Because tweet information retrieved through twitteR is kind of limited (see its reference manual, p. 11), we need to extract user information, such as reply_to_user and retweet_from_user, mannually from each tweet. At the same time, the names of metadata in twitteR are quite different from those used in the official Twitter API, the following PreprocessTweets function in munge_tweets.R also renames some attributes of tweets. Moreover, the PreprocessTweets function also trims urls in tweets and put them in a new column named links.

# preprocessing
df <- PreprocessTweets(df)

# structure of df
str(df)
## 'data.frame':	101 obs. of  14 variables:
##  $ text        : chr  "Professor in Learning Analytics - Milton Keynes - OPEN UNIVERSITY  #jobs Anyone interested from #LAK13" "RT @sbskmi: #LearningAnalytics tutorials + practicals in #lak13 open course: Tableau, R + Evidence Hub " "Demo of Using twitter-hashtag-analytics Package to Analyze Tweets from #LAK13 " "Introducing Drake, a kind of 'make for data' from @factual:  #lak13" ...
##  $ favorited   : logi  FALSE FALSE FALSE FALSE FALSE FALSE ...
##  $ replyToSN   : logi  NA NA NA NA NA NA ...
##  $ created_at  : POSIXct, format: "2013-02-26 20:32:29" "2013-02-26 20:22:12" ...
##  $ truncated   : logi  FALSE FALSE FALSE FALSE FALSE FALSE ...
##  $ replyToSID  : chr  NA NA NA NA ...
##  $ id          : chr  "306502014211354624" "306499425751162880" "306492081793282048" "306487793666891776" ...
##  $ replyToUID  : logi  NA NA NA NA NA NA ...
##  $ statusSource: chr  "&lt;a href=&quot;http://twitter.com/tweetbutton&quot;&gt;Tweet Button&lt;/a&gt;" "&lt;a href=&quot;http://www.tweetdeck.com&quot;&gt;TweetDeck&lt;/a&gt;" "&lt;a href=&quot;http://publicize.wp.com/&quot;&gt;WordPress.com&lt;/a&gt;" "&lt;a href=&quot;http://www.tweetdeck.com&quot;&gt;TweetDeck&lt;/a&gt;" ...
##  $ screen_name : chr  "EleniZazani" "sjgknight" "bodongchen" "cteplovs" ...
##  $ from_user   : chr  "EleniZazani" "sjgknight" "bodongchen" "cteplovs" ...
##  $ reply_to    : chr  NA NA NA NA ...
##  $ retweet_from: chr  NA "sbskmi" NA NA ...
##  $ links       : chr  "http://t.co/GfIVItBc74" "http://t.co/baQ8yNlZqV" "http://t.co/DObfNWwmcs" "http://t.co/H6kJET9w2t" ...
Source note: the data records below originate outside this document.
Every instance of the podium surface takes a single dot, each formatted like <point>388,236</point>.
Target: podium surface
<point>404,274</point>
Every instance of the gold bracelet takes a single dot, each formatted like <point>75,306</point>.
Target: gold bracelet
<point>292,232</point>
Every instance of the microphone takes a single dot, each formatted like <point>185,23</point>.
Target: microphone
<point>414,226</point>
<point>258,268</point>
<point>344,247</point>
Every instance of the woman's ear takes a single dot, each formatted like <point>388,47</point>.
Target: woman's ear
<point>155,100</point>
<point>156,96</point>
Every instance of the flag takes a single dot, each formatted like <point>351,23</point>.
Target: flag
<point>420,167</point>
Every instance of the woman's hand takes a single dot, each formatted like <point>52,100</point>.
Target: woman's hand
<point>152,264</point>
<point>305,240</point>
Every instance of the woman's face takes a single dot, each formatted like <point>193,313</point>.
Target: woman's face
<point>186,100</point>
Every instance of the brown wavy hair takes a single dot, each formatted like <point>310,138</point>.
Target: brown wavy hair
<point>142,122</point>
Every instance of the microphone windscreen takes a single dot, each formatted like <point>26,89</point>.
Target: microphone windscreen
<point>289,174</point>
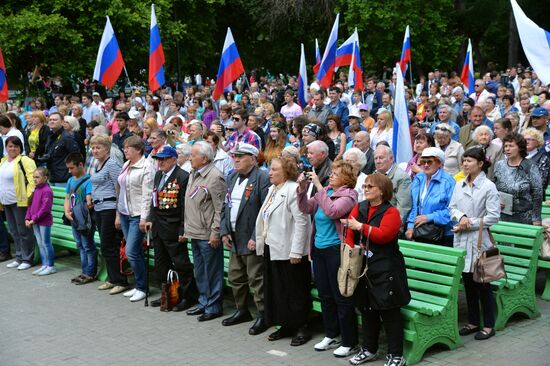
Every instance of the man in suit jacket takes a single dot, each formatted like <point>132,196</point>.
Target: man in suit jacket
<point>166,222</point>
<point>203,205</point>
<point>362,142</point>
<point>401,182</point>
<point>246,191</point>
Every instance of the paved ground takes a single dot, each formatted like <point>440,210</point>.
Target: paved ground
<point>48,321</point>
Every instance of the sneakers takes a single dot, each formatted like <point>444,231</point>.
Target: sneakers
<point>394,361</point>
<point>106,286</point>
<point>24,266</point>
<point>326,344</point>
<point>137,296</point>
<point>129,293</point>
<point>47,271</point>
<point>118,289</point>
<point>343,351</point>
<point>13,264</point>
<point>34,273</point>
<point>363,356</point>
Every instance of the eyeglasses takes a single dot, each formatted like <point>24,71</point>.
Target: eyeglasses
<point>427,162</point>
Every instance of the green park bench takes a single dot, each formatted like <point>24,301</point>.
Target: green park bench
<point>434,274</point>
<point>544,264</point>
<point>62,235</point>
<point>519,244</point>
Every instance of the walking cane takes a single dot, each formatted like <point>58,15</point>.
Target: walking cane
<point>148,235</point>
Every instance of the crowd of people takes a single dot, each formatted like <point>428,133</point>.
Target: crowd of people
<point>281,186</point>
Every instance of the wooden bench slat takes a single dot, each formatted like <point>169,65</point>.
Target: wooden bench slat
<point>436,267</point>
<point>437,278</point>
<point>426,286</point>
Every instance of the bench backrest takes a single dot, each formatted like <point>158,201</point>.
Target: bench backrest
<point>519,244</point>
<point>433,271</point>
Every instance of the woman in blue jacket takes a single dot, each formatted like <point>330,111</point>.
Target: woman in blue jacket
<point>431,193</point>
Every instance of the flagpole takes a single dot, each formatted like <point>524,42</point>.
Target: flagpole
<point>129,81</point>
<point>410,74</point>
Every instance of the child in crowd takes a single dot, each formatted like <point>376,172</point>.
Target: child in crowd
<point>39,217</point>
<point>79,193</point>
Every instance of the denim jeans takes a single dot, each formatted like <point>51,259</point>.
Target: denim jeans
<point>338,311</point>
<point>22,235</point>
<point>134,248</point>
<point>4,244</point>
<point>88,252</point>
<point>44,241</point>
<point>208,264</point>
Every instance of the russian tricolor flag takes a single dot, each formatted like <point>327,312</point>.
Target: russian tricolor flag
<point>328,62</point>
<point>405,52</point>
<point>231,66</point>
<point>345,51</point>
<point>302,80</point>
<point>355,75</point>
<point>535,42</point>
<point>156,55</point>
<point>3,80</point>
<point>317,57</point>
<point>401,146</point>
<point>109,63</point>
<point>467,76</point>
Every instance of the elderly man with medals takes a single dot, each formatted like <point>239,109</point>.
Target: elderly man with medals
<point>166,223</point>
<point>246,191</point>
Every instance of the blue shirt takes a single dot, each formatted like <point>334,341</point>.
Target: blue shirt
<point>84,189</point>
<point>326,234</point>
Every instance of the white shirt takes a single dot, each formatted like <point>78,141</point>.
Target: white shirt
<point>7,187</point>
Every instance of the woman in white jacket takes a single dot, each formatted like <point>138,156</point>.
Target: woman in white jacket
<point>135,184</point>
<point>475,202</point>
<point>282,237</point>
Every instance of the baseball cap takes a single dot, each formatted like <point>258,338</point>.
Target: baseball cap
<point>434,152</point>
<point>539,112</point>
<point>133,114</point>
<point>313,129</point>
<point>243,148</point>
<point>166,151</point>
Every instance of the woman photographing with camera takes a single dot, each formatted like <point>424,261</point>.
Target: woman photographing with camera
<point>374,224</point>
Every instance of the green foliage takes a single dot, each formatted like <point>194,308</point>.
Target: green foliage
<point>62,36</point>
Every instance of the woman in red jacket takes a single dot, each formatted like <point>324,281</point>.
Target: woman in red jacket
<point>374,224</point>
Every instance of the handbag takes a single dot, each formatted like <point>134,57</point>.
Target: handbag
<point>545,246</point>
<point>489,265</point>
<point>427,233</point>
<point>351,262</point>
<point>170,296</point>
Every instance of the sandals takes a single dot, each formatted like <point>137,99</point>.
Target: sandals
<point>482,334</point>
<point>468,329</point>
<point>84,279</point>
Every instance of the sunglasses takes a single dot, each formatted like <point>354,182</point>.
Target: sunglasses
<point>427,162</point>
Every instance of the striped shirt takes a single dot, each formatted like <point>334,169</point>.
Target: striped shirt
<point>104,182</point>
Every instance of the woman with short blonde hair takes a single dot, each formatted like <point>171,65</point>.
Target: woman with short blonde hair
<point>384,130</point>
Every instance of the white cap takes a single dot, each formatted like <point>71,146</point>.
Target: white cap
<point>434,152</point>
<point>134,114</point>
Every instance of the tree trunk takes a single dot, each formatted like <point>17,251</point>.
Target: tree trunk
<point>512,41</point>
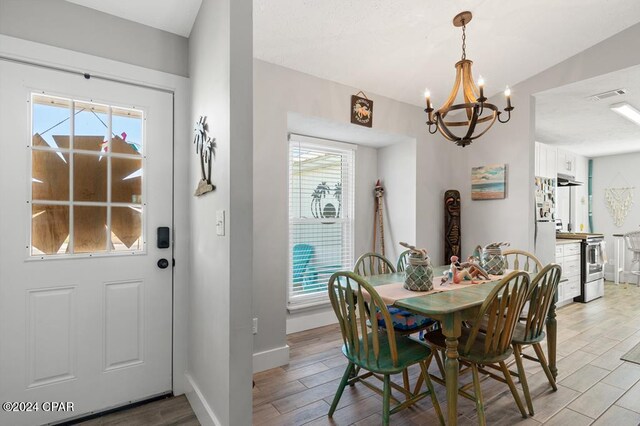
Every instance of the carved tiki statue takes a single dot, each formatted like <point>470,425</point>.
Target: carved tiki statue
<point>452,240</point>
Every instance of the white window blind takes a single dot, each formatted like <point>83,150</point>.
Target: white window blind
<point>321,191</point>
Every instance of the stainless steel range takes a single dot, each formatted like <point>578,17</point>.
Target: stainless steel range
<point>592,262</point>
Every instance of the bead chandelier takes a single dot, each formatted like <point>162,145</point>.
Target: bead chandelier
<point>480,114</point>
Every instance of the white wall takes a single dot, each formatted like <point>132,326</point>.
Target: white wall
<point>70,26</point>
<point>277,92</point>
<point>615,171</point>
<point>511,219</point>
<point>220,344</point>
<point>579,214</point>
<point>397,170</point>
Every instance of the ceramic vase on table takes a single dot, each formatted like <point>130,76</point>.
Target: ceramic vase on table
<point>418,273</point>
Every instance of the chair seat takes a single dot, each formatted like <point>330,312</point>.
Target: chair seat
<point>404,320</point>
<point>409,352</point>
<point>520,338</point>
<point>476,354</point>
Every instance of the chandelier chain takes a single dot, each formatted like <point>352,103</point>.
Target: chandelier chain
<point>464,40</point>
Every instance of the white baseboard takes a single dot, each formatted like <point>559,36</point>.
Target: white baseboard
<point>310,319</point>
<point>200,406</point>
<point>625,277</point>
<point>270,358</point>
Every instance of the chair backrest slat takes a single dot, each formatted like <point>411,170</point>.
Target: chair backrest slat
<point>373,264</point>
<point>520,260</point>
<point>502,307</point>
<point>543,290</point>
<point>356,304</point>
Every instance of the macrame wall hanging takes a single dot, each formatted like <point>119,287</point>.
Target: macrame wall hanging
<point>619,201</point>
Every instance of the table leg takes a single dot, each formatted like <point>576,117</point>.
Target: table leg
<point>451,329</point>
<point>552,337</point>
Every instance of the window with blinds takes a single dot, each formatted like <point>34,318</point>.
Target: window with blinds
<point>321,191</point>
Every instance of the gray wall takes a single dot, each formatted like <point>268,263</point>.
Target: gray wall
<point>220,342</point>
<point>511,219</point>
<point>70,26</point>
<point>615,171</point>
<point>397,168</point>
<point>279,90</point>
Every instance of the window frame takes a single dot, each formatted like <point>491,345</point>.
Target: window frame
<point>72,99</point>
<point>315,299</point>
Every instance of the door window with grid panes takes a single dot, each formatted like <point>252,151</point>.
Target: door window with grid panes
<point>87,192</point>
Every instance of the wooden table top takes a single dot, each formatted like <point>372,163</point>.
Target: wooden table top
<point>441,303</point>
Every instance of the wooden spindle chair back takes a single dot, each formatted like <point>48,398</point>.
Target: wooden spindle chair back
<point>373,264</point>
<point>403,261</point>
<point>502,308</point>
<point>352,308</point>
<point>543,290</point>
<point>520,260</point>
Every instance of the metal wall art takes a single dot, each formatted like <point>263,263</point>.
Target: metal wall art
<point>326,210</point>
<point>205,148</point>
<point>378,220</point>
<point>361,110</point>
<point>452,239</point>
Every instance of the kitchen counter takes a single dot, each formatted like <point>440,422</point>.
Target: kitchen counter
<point>566,241</point>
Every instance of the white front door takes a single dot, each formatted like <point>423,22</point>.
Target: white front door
<point>85,182</point>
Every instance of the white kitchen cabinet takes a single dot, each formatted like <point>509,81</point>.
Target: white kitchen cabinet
<point>546,160</point>
<point>552,161</point>
<point>537,159</point>
<point>568,256</point>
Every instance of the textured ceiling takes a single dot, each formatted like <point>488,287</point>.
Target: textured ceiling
<point>174,16</point>
<point>567,118</point>
<point>398,48</point>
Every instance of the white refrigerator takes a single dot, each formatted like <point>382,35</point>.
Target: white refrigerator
<point>545,219</point>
Start from Easy Stuff: Count Things

Count tweets, retweets (by), and replies (to) for each user

Regular statuses, retweets, and replies are three main types of tweets we analyze. The GetTweetCountTable function can easily count total tweets sent by a user, times of retweeting by other users, and number of replies a user has received.

require(ggplot2)
require(reshape2)

# Count tables
countTweets <- GetTweetCountTable(df, "from_user")
countRetweets <- GetTweetCountTable(df, "retweet_from")
countReplies <- GetTweetCountTable(df, "reply_to")

# quickly check distribution of tweets per user
qplot(countTweets$count, binwidth = 1, xlab = "Number of Tweets")

plot of chunk counttables

# combine counts into one data frame
counts <- merge(countTweets, countRetweets, by = "user", all.x = TRUE)
counts <- merge(counts, countReplies, by = "user", all.x = TRUE)
colnames(counts) <- c("user", "tweets", "replied_to", "retweeted_by")
counts[is.na(counts)] <- 0

# melt data
counts.melt <- melt(counts, id.vars = c("user"))
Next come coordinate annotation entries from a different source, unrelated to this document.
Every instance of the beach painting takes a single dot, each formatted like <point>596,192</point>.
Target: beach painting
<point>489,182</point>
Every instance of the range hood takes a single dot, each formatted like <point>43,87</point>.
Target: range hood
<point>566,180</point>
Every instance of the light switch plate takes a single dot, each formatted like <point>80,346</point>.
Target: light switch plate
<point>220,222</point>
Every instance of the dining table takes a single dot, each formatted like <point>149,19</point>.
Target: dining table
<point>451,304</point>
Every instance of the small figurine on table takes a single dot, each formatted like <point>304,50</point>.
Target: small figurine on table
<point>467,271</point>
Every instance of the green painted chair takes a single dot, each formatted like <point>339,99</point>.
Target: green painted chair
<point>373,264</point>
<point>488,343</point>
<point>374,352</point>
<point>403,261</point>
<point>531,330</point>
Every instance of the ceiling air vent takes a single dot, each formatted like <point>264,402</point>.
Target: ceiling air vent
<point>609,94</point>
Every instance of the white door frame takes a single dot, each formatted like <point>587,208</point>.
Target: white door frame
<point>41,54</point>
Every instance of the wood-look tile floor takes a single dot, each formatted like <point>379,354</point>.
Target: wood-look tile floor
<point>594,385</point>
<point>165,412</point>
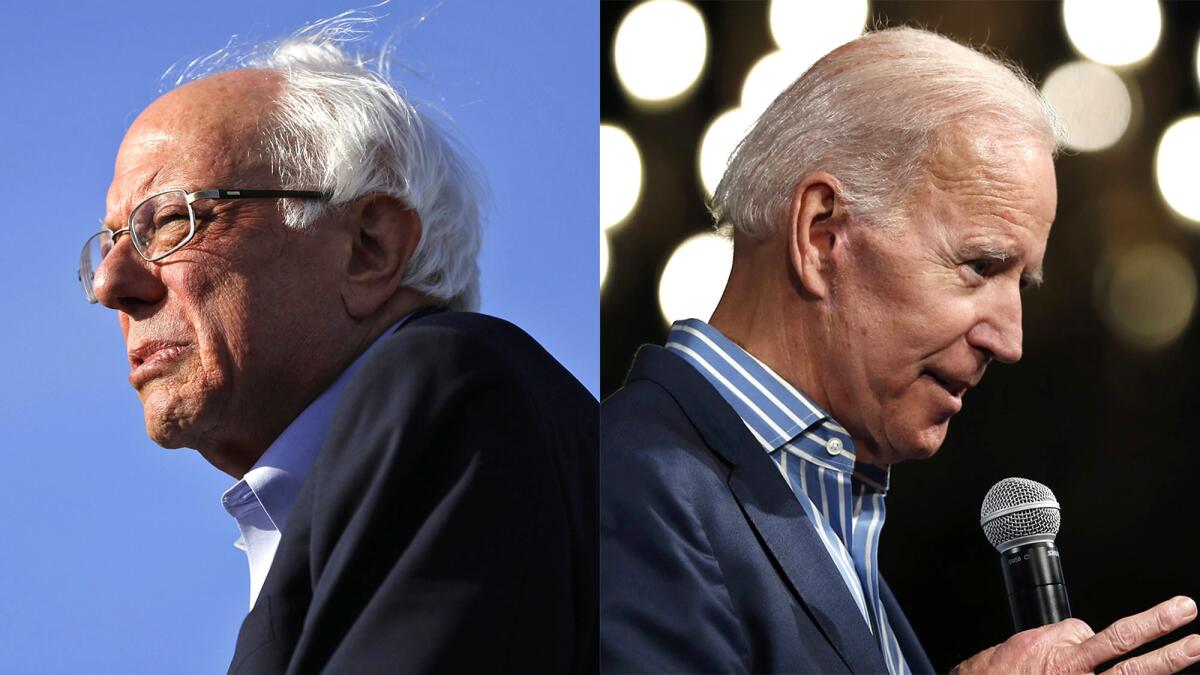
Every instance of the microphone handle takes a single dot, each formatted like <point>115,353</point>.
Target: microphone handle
<point>1037,593</point>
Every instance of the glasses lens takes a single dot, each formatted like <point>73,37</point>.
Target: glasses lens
<point>161,223</point>
<point>94,252</point>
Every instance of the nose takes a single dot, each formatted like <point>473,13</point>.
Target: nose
<point>125,281</point>
<point>999,330</point>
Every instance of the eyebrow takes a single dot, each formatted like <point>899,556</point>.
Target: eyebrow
<point>990,251</point>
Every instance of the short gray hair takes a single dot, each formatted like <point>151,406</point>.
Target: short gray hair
<point>342,127</point>
<point>869,114</point>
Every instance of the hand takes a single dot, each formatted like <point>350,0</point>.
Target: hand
<point>1069,646</point>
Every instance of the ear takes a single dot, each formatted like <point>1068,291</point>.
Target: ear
<point>383,233</point>
<point>816,221</point>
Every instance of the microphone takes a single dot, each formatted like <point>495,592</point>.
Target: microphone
<point>1020,518</point>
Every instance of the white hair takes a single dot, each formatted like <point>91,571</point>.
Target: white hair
<point>342,127</point>
<point>870,113</point>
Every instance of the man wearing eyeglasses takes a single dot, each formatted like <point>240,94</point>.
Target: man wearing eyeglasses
<point>289,250</point>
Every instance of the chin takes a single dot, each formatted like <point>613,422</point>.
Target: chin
<point>918,443</point>
<point>168,422</point>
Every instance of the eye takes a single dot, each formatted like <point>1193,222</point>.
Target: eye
<point>978,267</point>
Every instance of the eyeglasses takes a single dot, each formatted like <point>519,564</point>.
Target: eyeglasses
<point>165,223</point>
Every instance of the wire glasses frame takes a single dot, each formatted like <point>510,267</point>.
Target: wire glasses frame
<point>156,226</point>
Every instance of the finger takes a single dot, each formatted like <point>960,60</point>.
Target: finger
<point>1171,658</point>
<point>1135,631</point>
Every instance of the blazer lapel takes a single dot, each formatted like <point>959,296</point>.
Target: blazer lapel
<point>771,507</point>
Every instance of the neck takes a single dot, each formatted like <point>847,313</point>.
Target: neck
<point>774,320</point>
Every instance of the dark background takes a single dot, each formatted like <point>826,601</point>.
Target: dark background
<point>1107,426</point>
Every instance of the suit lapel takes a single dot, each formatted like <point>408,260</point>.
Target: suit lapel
<point>771,507</point>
# plot (Cleveland dot plot)
ggplot(counts.melt, aes(x = user, y = value, color = variable)) + geom_point() + 
    coord_flip() + ggtitle("Counts of tweets, retweets, and messages") + xlab("Counts") + 
    ylab("Users")

plot of chunk counttables

Ratio of retweets to tweets

To get a sense how received or valued one's tweets were within the community, we can further count the ratio of being retweeted by other users to sent tweets.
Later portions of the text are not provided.